When we give to others more than we really want to, or take from others what we know they don’t give willingly, we are acting in an unloving manner. Our actions are either inauthentic if we give while feeling resentment, or needy if we take more than we should.  For the person who makes themselves overly available to others or who gives too much, this can be a particularly difficult habit to break, as culturally this can equate to the ‘nice’ guy or girl. It seems like the right thing to do. But remember your inner warning signs. If it feels wrong, it is wrong. If it leads to resentment or feelings of having been used, then it wasn’t given with the right intent.

 

At certain times it’s okay to cross our boundaries. Every now and then we may be asked to do something for another person than we really don’t feel like doing but that might be ultimately the better choice e.g. helping out an elderly relative when it conflicts with our schedule. The important things to consider are:

a) Am I taking full responsibility for the fact that I am doing something I don’t really feel like doing? If full personal responsibility is taken then we will not feel the same resentment towards the other person. 

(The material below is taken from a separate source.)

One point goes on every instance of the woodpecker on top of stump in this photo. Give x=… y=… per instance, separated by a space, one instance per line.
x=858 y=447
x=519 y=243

b) Is it a once off and dependent on special circumstances?

If it becomes a regular thing then we are back to boundary issues. Remember that having boundaries does not mean that you are selfish, unkind, rude or uncharitable. It is a sign of healthy self-respect, not to mention respect for those close to you who, in the long run, will be better served by your authenticity. 

 

Why not have a think about your boundaries? Is there an area where you feel you are giving too much and end up feeling resentment or anger towards another? How might you address that to bring authenticity back to that relationship? Or, is there someone who you feel you are over reliant upon? Might you be able to take more personal responsibility for your actions and behaviours towards that person?

 

Remember that having healthy boundaries is good, not only for yourself, but also for those close to you.